The kohanga reo called in Aotea Kohanga reo district manager Ruka Broughton to handle the complaint. Ms Whitu says she believed this was a conflict of interest as Mr Broughton is the partner of the head kaiako at Te Hunga Rawhitiwhiti.

One of the staff members on the excursion resigned during a hui with Mr Broughton, although Ms Whitu said the kaiako was back working at the kohanga reo a few weeks later, and is now working elsewhere.

Another of the three staff also later resigned but Ms Whitu said she believes she is also working at another kohanga reo.

"I really think they should all have been stood down immediately, pending an investigation.

"The whole process has been deeply flawed."

She said Mr Broughton suggested that if she was unhappy with the outcome, she was free to remove her two children from the kohanga.

"I let him know that I did not view that as an acceptable outcome, and the safety of our tamariki was of primary importance. I questioned the kohanga's policies and procedures, and the way my concerns were being dealt with by the district manager."

Ms Whitu contacted Te Kohanga Reo National Trust, the national body responsible for kohanga.

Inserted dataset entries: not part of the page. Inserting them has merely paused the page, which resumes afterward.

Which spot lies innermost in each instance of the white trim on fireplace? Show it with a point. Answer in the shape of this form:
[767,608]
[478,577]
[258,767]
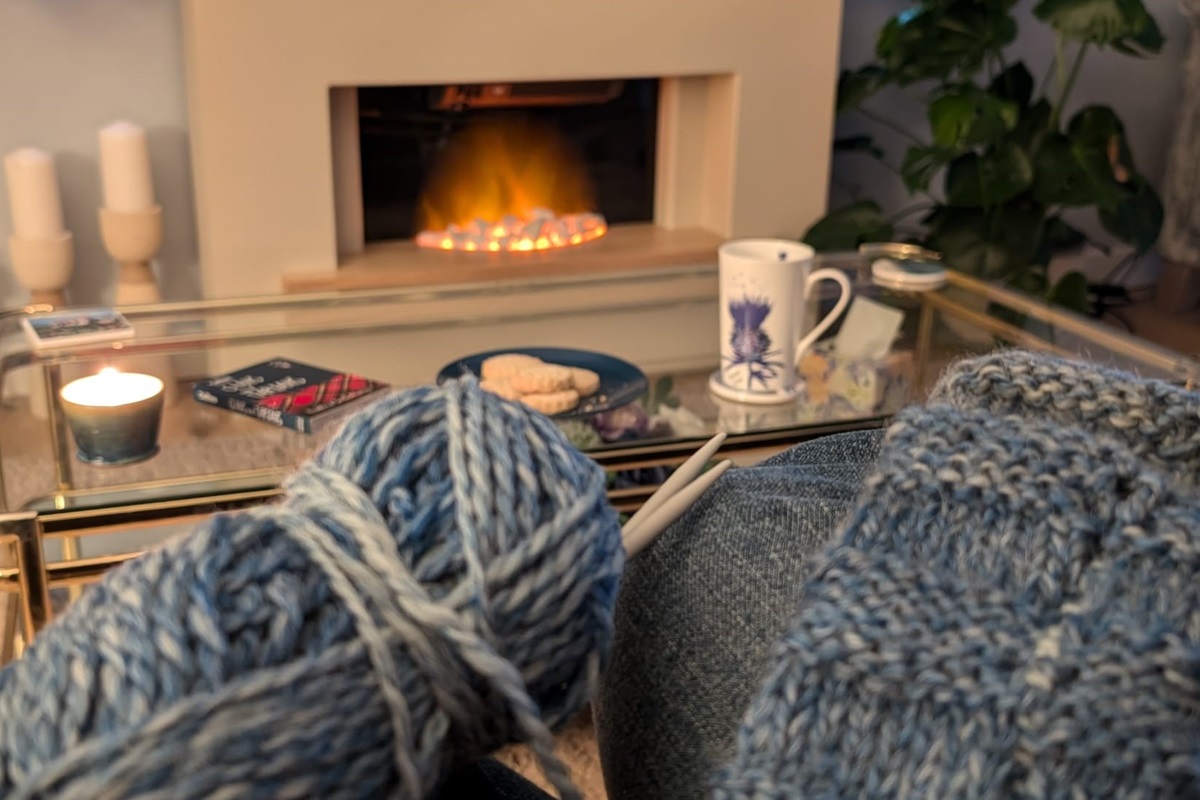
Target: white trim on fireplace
[747,110]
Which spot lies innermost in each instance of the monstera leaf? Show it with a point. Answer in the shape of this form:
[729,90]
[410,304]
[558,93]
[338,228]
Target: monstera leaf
[1122,24]
[969,115]
[931,41]
[849,227]
[996,244]
[1138,216]
[990,179]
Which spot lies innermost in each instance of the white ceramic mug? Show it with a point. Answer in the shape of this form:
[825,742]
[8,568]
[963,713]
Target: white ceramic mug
[765,287]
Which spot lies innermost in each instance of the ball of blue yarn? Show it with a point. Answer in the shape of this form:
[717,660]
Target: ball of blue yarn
[436,582]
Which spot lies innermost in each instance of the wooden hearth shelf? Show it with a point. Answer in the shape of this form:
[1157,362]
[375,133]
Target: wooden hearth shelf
[625,248]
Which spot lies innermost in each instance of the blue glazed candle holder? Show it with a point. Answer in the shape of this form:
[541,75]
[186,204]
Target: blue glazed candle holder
[114,416]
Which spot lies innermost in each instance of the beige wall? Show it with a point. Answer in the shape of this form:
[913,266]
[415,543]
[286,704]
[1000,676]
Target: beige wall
[259,72]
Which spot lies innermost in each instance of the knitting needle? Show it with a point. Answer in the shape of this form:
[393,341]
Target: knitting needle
[682,480]
[683,475]
[670,510]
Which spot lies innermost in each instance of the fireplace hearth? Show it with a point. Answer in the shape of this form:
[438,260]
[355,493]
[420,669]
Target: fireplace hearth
[742,146]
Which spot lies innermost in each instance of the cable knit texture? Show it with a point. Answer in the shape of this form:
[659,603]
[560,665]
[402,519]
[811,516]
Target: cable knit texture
[1013,609]
[438,581]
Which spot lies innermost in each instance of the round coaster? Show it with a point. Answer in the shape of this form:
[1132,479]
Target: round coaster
[907,276]
[718,388]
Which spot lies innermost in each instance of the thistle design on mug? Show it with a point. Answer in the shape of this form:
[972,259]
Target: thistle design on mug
[751,346]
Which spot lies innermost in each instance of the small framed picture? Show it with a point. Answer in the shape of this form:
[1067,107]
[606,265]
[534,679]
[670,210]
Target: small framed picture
[71,328]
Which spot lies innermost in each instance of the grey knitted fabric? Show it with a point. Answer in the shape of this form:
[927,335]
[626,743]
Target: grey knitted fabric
[1012,611]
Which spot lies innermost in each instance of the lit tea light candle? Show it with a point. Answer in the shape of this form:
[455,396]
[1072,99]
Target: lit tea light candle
[114,416]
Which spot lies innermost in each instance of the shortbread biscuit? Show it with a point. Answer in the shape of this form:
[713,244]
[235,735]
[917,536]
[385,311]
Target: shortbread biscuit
[501,388]
[585,380]
[543,379]
[552,402]
[508,365]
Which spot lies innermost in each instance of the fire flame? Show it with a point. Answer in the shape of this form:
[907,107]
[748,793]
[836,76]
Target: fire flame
[508,185]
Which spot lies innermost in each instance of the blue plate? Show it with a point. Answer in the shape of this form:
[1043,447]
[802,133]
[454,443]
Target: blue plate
[621,383]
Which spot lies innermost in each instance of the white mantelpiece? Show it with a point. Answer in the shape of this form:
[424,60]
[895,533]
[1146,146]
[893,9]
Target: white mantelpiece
[745,118]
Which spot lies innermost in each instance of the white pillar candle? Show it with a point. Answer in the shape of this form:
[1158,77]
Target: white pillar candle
[125,168]
[34,197]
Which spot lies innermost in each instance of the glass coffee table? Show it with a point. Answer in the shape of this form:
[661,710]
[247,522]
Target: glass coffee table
[59,513]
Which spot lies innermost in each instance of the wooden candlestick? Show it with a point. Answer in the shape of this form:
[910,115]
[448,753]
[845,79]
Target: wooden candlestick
[133,239]
[43,266]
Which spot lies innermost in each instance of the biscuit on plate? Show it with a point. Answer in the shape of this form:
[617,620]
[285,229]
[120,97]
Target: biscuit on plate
[501,388]
[552,402]
[543,379]
[507,365]
[585,380]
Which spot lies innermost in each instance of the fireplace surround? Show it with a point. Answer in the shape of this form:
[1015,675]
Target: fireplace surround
[743,136]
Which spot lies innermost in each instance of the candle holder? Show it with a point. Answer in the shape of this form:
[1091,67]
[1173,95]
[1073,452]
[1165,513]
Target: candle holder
[133,239]
[43,266]
[114,416]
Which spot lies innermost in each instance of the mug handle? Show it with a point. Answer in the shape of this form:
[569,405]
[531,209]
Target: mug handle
[838,277]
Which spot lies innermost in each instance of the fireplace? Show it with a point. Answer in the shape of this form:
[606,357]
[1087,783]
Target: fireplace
[507,167]
[742,131]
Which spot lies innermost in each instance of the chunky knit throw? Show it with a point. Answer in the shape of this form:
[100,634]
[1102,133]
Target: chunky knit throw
[1012,611]
[437,582]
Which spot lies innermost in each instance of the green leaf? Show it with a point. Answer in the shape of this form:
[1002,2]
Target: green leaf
[1138,216]
[995,244]
[1059,179]
[921,163]
[1059,236]
[863,144]
[855,86]
[1102,151]
[989,180]
[936,40]
[1071,292]
[849,227]
[966,115]
[1149,42]
[1102,22]
[1033,126]
[1014,84]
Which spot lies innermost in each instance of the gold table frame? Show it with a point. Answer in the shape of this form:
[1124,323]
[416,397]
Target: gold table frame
[24,531]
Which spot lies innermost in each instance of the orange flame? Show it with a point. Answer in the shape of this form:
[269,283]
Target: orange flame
[501,168]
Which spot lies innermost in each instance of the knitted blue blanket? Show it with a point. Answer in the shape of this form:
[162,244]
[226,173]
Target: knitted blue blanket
[1012,611]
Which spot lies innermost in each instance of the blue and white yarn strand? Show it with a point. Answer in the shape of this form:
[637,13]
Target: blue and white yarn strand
[437,582]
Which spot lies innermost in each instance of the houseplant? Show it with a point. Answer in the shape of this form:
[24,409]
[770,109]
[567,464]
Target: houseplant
[1002,160]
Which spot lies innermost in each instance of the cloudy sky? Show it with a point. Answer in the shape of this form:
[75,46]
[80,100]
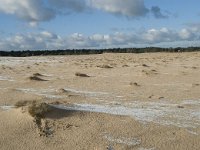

Representatives of the trust met Ms Whitu and her whanau in Whanganui in July and it was agreed that a mediator be appointed to help resolve the situation.

However, Ms Whitu said a mediator was not appointed and no meeting was arranged until November 4, when two trust representatives met Ms Whitu and her whanau.

Ms Whitu received a letter from the Te Kohanga Reo National Trust Board on Monday advising her that the trust had completed the complaints process.

In the letter chief executive Kararina Cribb acknowledged Ms Whitu's "positive and solution-focused manner" of presenting her complaint.

"It has been a very drawn-out process and I understand her frustration," said Ms Cribb.

"The health and safety of her tamariki is paramount, and she has presented factual information and been transparent."

The recommendations of the trust are that all staff receive professional development to be kept abreast of policies and procedures and that all incidents are recorded and parents advised immediately.

Ms Whitu said she remains dissatisfied with the process and the length of time it took.

"This has dragged on for seven months," she said. "You can't muck around with our children's safety. This was a serious incident that could have ended very badly."